Background
In our setup of Activiti + Spring we map all of our steps (all marked as async) in a process definition to the same java bean, that bean publishes a message to be processed asynchronously and that execute(ActivityExection)
method ends.
Once the external service is complete, a message is sent back and consumed by a JMS listener in the same Activiti instance (our custom listener) - which resumes the process (some code snippets of that below)
We have previously seen this exception come up and assumed that our external service completed, and responded before the aforementioned bean released its lock on the process instance, therefore causing a ActivitiOptimisticLockingException
and resulting in the message going to an error queue
We worked around this by increasing the retries on the processing of that message, which has helped for the majority of these occurrences.

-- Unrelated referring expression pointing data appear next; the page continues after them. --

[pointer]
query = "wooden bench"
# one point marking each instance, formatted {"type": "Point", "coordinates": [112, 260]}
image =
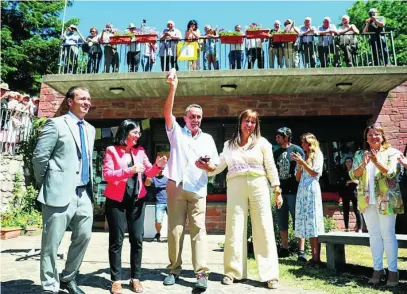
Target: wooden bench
{"type": "Point", "coordinates": [336, 241]}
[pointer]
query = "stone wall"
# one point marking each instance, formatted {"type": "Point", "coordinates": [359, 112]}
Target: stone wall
{"type": "Point", "coordinates": [9, 167]}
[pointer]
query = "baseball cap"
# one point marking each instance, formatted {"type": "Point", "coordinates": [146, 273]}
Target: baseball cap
{"type": "Point", "coordinates": [4, 86]}
{"type": "Point", "coordinates": [285, 132]}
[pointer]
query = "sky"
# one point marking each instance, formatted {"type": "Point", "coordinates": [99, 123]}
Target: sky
{"type": "Point", "coordinates": [224, 14]}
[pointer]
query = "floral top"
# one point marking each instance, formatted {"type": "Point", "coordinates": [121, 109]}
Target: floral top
{"type": "Point", "coordinates": [386, 186]}
{"type": "Point", "coordinates": [258, 161]}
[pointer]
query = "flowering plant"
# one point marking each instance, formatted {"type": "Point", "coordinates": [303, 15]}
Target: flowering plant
{"type": "Point", "coordinates": [254, 27]}
{"type": "Point", "coordinates": [222, 32]}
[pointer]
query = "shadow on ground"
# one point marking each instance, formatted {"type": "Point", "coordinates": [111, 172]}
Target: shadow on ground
{"type": "Point", "coordinates": [350, 275]}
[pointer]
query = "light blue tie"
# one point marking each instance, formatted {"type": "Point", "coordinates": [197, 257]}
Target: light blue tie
{"type": "Point", "coordinates": [84, 155]}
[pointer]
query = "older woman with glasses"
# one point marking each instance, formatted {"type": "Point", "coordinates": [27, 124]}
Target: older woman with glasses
{"type": "Point", "coordinates": [124, 166]}
{"type": "Point", "coordinates": [379, 198]}
{"type": "Point", "coordinates": [94, 51]}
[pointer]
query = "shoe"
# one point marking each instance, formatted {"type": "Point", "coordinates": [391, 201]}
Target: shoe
{"type": "Point", "coordinates": [170, 279]}
{"type": "Point", "coordinates": [136, 286]}
{"type": "Point", "coordinates": [377, 276]}
{"type": "Point", "coordinates": [302, 256]}
{"type": "Point", "coordinates": [71, 286]}
{"type": "Point", "coordinates": [116, 288]}
{"type": "Point", "coordinates": [227, 280]}
{"type": "Point", "coordinates": [201, 281]}
{"type": "Point", "coordinates": [273, 284]}
{"type": "Point", "coordinates": [283, 252]}
{"type": "Point", "coordinates": [392, 279]}
{"type": "Point", "coordinates": [157, 237]}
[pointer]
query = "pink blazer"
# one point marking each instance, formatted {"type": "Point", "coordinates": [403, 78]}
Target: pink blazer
{"type": "Point", "coordinates": [116, 171]}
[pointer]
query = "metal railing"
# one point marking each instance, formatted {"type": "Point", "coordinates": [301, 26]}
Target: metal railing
{"type": "Point", "coordinates": [367, 49]}
{"type": "Point", "coordinates": [16, 126]}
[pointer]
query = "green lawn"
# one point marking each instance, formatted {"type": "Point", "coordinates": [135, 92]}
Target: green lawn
{"type": "Point", "coordinates": [352, 280]}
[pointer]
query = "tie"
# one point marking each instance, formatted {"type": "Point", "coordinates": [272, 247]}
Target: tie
{"type": "Point", "coordinates": [84, 156]}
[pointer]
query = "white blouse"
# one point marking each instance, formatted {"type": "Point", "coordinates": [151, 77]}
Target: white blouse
{"type": "Point", "coordinates": [242, 161]}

Some code used when handling the async result, which then signals the RuntimeService to continue:
private void handleExecutionComplete(Event<BaseExecutionDetail> event) {
ExecutionComplete detail = (ExecutionComplete) event.getEventDetail();
final Execution execution = findAndVerifyExecution(detail.getExecutionId());
try {
verifyExecutionState(execution, detail.getActivityId());
Map<String, Object> variables = detail.getVariables();
updateCoreProcessVariables(detail, variables);
String executorCompleteVariable = format("%sComplete", detail.getExecutorName());
variables.put(executorCompleteVariable, true);
runtimeService.signal(execution.getId(), variables);
} catch(ProcessStateMismatchException psme) {
log.warn("Received ExecutionComplete event for executionId={} to resume from executor={} " +
"but the current step of {} does not match", detail.getExecutionId(),
psme.getExpectedActivityId(), psme.getActualActivityId());
} catch (Exception e) {
throw new RuntimeException(format("Exception thrown signalling activiti for executionId=%s", execution.getId()), e);
}
}
private Execution findAndVerifyExecution(String executionId) {
final Execution execution = runtimeService.createExecutionQuery()
.executionId(executionId)
.singleResult();
if (execution == null) {
throw new RuntimeException(format("Execution with id %s does not exist", executionId));
}
return execution;
}
private void verifyExecutionState(Execution execution, String expectedActivityId) throws ProcessStateMismatchException {
final String currentStep = execution.getActivityId();
if (!currentStep.equals(expectedActivityId)) {
throw new ProcessStateMismatchException(expectedActivityId, currentStep);
}
}
Current Problem
We recently hit 1.4 million process instances in our history table (lowest hist level) and started noticing some very poor query times on the history table (via Activiti REST APIs)
We only need about a couple weeks worth which is ~150k process instance records, so I ran a script that would delete in batches of 500 via the REST API which obviously means alot of concurrent operations on the DB.
While I was running the script these exceptions went through the roof (thousands)
My questions
-
When clearing out the DB, should I just execute SQL rather then use the Activiti REST APIs? - There is comfort in using the REST APIs as I trust the Activiti java APIs more than I trust myself
-
My assumption is that when I was running this script the concurrency made releasing the lock take a lot longer and therefore exacerbating the ActivitiOptimisticLockingException errors - does this seem likely?
-
Do you have any recommendations/advice on how to reduce the likelihood of these locking exceptions?
Thankfully this hasn’t caused any problems as it is all pretty resilient, and we have tools in place to re-process easily.
Appreciate any recommendations, let me know if I can clarify anything.